Workplace costs as large as these raise the question whether expansion of detection, treatment, and treatment quality improvement initiatives might be able to reduce the adverse workplace effects of mental disorders to an extent that makes treatment cost-effective from an employer perspective. An experimental effectiveness trial carried out in conjunction with the US WMH survey evaluated this question (26). A large sample of workers was screened for MDD and randomized either to a model outreach and best-practices treatment intervention or to usual care. The intervention group was found at six and twelve months to have significantly higher job retention and hours worked than controls (equivalent to an annualized two weeks more work). The financial benefits of these intervention effects (in terms of hiring and training costs, disability payment, and salaries paid for sickness absence days) were substantially higher than the costs of treatment, documenting that the intervention was a human capital investment for employers. Replications of this intervention experiment are currently underway in other WMH countries, including Australia and Japan. Extensions of the intervention to consider treatment of bipolar depression and adult ADHD are also underway. Ongoing analyses of the WMH data are also being used to search for other intervention targets that can be used to evaluate the effects of treatment in reducing the burdens associated with mental disorders.

CONCLUSIONS

The WMH results reviewed here document that mental disorders are commonly occurring, often have an early age-of-onset, and often are associated with significant adverse societal costs. We also presented evidence to show that some societal costs can be reversed with best-practices treatment. The latter finding argues much more persuasively than the naturalistic survey findings that mental disorders are actual causes rather than merely correlates of impaired role functioning. Based on these results, we can safely conclude that mental disorders are common and consequential from a societal perspective throughout the world.

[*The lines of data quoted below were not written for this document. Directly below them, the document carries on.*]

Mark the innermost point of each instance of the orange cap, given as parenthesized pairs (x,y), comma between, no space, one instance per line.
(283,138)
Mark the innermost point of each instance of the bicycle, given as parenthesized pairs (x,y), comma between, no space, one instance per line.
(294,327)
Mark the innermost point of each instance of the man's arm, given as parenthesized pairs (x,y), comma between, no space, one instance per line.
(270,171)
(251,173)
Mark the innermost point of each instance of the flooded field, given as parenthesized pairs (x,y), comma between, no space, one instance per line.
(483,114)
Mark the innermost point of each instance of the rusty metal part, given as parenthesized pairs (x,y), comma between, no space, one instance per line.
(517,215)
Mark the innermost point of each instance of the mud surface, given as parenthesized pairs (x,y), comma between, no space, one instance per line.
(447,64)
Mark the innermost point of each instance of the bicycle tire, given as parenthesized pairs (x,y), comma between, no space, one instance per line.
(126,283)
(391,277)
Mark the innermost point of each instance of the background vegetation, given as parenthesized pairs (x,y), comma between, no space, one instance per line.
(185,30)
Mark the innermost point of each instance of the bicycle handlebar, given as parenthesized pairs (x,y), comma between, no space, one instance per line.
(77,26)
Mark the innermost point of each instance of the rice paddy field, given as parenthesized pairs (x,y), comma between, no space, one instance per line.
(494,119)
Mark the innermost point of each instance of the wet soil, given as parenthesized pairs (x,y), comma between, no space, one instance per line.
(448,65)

Yet, as reported elsewhere (25), the WMH data show that only a small minority of people with mental disorders receive treatment in most countries and that even fewer receive high-quality treatment. This situation has to change. A good argument could be made based on the results about treatment effectiveness that an expansion of treatment would be a human capital investment opportunity from the employer perspective. The same argument could be made about human capital consequences of expanded treatment from a societal perspective. Ongoing WMH analyses will continue to refine naturalistic analyses of the adverse effects of mental disorders in an effort to target experimental interventions that can demonstrate the value of expanded treatment to address the enormous global burden of mental disorders.

Acknowledgments

Preparation of this paper was supported, in part, by the following grants from the US Public Health Service: U01MH060220, R01DA012058, R01MH070884 and R01DA016558. Portions of this paper appeared previously in Kessler, R.C. et al. (2006) The World Health Organization World Mental Health Survey Initiative. Epidemiologia e Psichiatria Sociale 15(3), 161–166. and are used with permission. A complete list of WMH publications can be found at http://www.hcp.med.harvard.edu/wmh/. The views and opinions expressed in this report are those of the authors and should not be construed to represent the views of any of the sponsoring organizations, agencies, or U.S. Government.

Footnotes

Declaration of Interest: Professor Kessler has been a consultant for GlaxoSmithKline Inc., Pfizer Inc., Wyeth-Ayerst, Sanofi-Aventis, Kaiser Permanente, and Shire Pharmaceuticals; has served on advisory boards for Eli Lilly & Company and Wyeth-Ayerst; and has had research support for his epidemiological studies from Bristol-Myers Squibb, Eli Lilly and Company, Ortho-McNeil Pharmaceuticals, Pfizer Inc., and Sanofi-Aventis. None of the other authors has any interests to declare.